A court ruled yesterday that Mashable can embed a professional photographer’s photo without breaking copyright law, thanks to Instagram’s terms of service. The New York district court determined that Stephanie Sinclair offered a “valid sublicense” to use the photograph when she posted it publicly on Instagram.
The case stems from a 2016 Mashable post on female photographers, which included Sinclair and embedded an image from her Instagram feed. Mashable had previously failed to license the image directly, and Sinclair sued parent company Ziff Davis for using Instagram embedding as a workaround.
But Judge Kimba Wood noted that Instagram reserves a “fully paid and royalty-free, transferable, sub-licensable” right to photos on its service. If a photo is posted publicly, it also offers embedding as an option — which, in Wood’s estimation, effectively grants a sublicense to display the picture. “The user who initially uploaded the content has already granted Instagram the authority to sublicense the use of ‘public’ content to users who share it,” Wood wrote. That makes copyright questions moot.
“By posting the photograph to her public Instagram account, Plaintiff made her choice.”

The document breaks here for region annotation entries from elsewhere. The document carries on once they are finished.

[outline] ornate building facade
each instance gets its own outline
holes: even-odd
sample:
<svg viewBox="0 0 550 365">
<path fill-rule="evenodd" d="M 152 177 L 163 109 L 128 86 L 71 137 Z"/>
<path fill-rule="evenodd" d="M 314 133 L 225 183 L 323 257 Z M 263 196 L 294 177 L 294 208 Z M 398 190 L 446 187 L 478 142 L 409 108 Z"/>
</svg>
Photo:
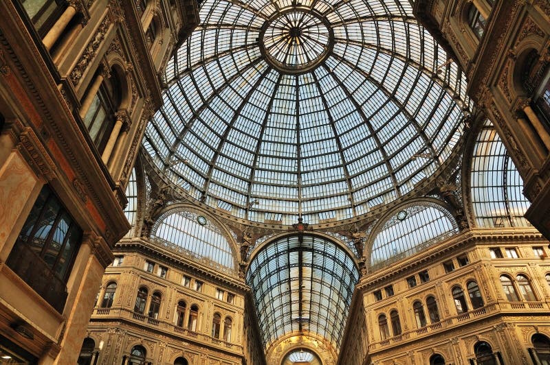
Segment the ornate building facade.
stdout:
<svg viewBox="0 0 550 365">
<path fill-rule="evenodd" d="M 550 364 L 546 0 L 0 14 L 0 364 Z"/>
</svg>

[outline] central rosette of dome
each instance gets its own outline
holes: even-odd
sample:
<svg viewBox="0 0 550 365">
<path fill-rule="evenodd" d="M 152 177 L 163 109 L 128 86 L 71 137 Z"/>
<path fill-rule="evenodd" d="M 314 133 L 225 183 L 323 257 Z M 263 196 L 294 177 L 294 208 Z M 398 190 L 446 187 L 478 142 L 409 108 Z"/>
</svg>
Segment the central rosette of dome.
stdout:
<svg viewBox="0 0 550 365">
<path fill-rule="evenodd" d="M 333 43 L 328 21 L 316 12 L 292 8 L 267 20 L 260 34 L 266 60 L 278 71 L 301 73 L 319 64 Z"/>
</svg>

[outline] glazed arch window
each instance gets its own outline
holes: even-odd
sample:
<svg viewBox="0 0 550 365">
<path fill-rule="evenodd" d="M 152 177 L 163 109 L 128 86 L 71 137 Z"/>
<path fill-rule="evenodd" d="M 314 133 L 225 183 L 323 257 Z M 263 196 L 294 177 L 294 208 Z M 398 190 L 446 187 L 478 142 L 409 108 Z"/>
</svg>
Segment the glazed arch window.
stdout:
<svg viewBox="0 0 550 365">
<path fill-rule="evenodd" d="M 176 326 L 178 327 L 184 327 L 184 321 L 185 320 L 185 311 L 187 305 L 184 301 L 179 301 L 177 303 L 177 307 L 176 307 Z"/>
<path fill-rule="evenodd" d="M 151 318 L 158 319 L 159 312 L 160 311 L 160 303 L 162 301 L 160 293 L 155 292 L 151 297 L 151 304 L 149 304 L 148 316 Z"/>
<path fill-rule="evenodd" d="M 229 318 L 226 317 L 223 321 L 223 340 L 226 342 L 231 342 L 231 329 L 233 327 L 233 320 Z"/>
<path fill-rule="evenodd" d="M 143 314 L 145 313 L 145 303 L 147 302 L 147 289 L 140 287 L 138 290 L 138 296 L 135 297 L 135 304 L 133 306 L 133 311 Z"/>
<path fill-rule="evenodd" d="M 214 314 L 214 318 L 212 320 L 212 337 L 214 338 L 219 338 L 219 327 L 221 323 L 221 316 L 219 313 Z"/>
<path fill-rule="evenodd" d="M 487 25 L 487 20 L 483 17 L 474 3 L 471 3 L 468 8 L 468 25 L 478 39 L 481 39 Z"/>
<path fill-rule="evenodd" d="M 145 356 L 147 352 L 142 346 L 137 345 L 132 347 L 130 351 L 129 365 L 145 365 Z"/>
<path fill-rule="evenodd" d="M 388 319 L 385 314 L 378 316 L 378 327 L 380 329 L 380 339 L 384 340 L 390 337 L 390 329 L 388 327 Z"/>
<path fill-rule="evenodd" d="M 430 316 L 430 322 L 432 325 L 441 321 L 439 311 L 437 309 L 437 302 L 434 296 L 430 296 L 426 298 L 426 306 L 428 307 L 428 315 Z"/>
<path fill-rule="evenodd" d="M 401 321 L 399 320 L 399 314 L 397 311 L 393 310 L 390 312 L 390 320 L 391 321 L 391 329 L 394 336 L 401 334 Z"/>
<path fill-rule="evenodd" d="M 187 329 L 197 331 L 197 321 L 199 318 L 199 307 L 194 304 L 191 305 L 191 309 L 189 311 L 189 320 L 187 321 Z"/>
<path fill-rule="evenodd" d="M 516 276 L 516 282 L 518 283 L 518 288 L 521 293 L 523 299 L 528 302 L 534 302 L 537 300 L 531 283 L 525 275 L 519 274 Z"/>
<path fill-rule="evenodd" d="M 468 306 L 466 303 L 466 298 L 464 296 L 464 292 L 462 288 L 455 286 L 452 288 L 452 298 L 454 301 L 454 306 L 456 307 L 456 313 L 462 314 L 468 311 Z"/>
<path fill-rule="evenodd" d="M 424 308 L 420 301 L 416 301 L 412 304 L 412 309 L 415 311 L 415 318 L 417 320 L 417 327 L 418 328 L 425 327 L 428 324 L 426 321 L 426 316 L 424 315 Z"/>
<path fill-rule="evenodd" d="M 520 298 L 518 296 L 518 292 L 516 291 L 516 287 L 514 286 L 514 283 L 512 279 L 507 275 L 500 275 L 500 285 L 503 287 L 504 294 L 506 294 L 506 298 L 509 302 L 519 302 Z"/>
<path fill-rule="evenodd" d="M 485 305 L 483 298 L 481 296 L 481 292 L 479 290 L 477 283 L 473 280 L 469 281 L 466 285 L 466 287 L 468 290 L 468 296 L 470 296 L 470 302 L 472 303 L 473 309 L 476 309 Z"/>
<path fill-rule="evenodd" d="M 109 283 L 105 289 L 105 294 L 103 294 L 103 300 L 101 301 L 102 308 L 111 308 L 113 306 L 116 292 L 116 283 Z"/>
<path fill-rule="evenodd" d="M 67 299 L 66 283 L 82 231 L 62 202 L 45 185 L 6 264 L 58 311 Z"/>
</svg>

This decision diverges from a 2018 ruling that said embedding a tweet could potentially infringe copyright. As The Hollywood Reporter notes, though, the decisions rest on different lines of reasoning. The earlier case considered and rejected the long-standing “server test,” which says that sites aren’t infringing copyright if they simply embed a picture that’s hosted elsewhere. This ruling doesn’t explain when that rule still applies. Instead, it emphasizes that a web platform’s terms of service can have serious repercussions for users, even if almost nobody reads them.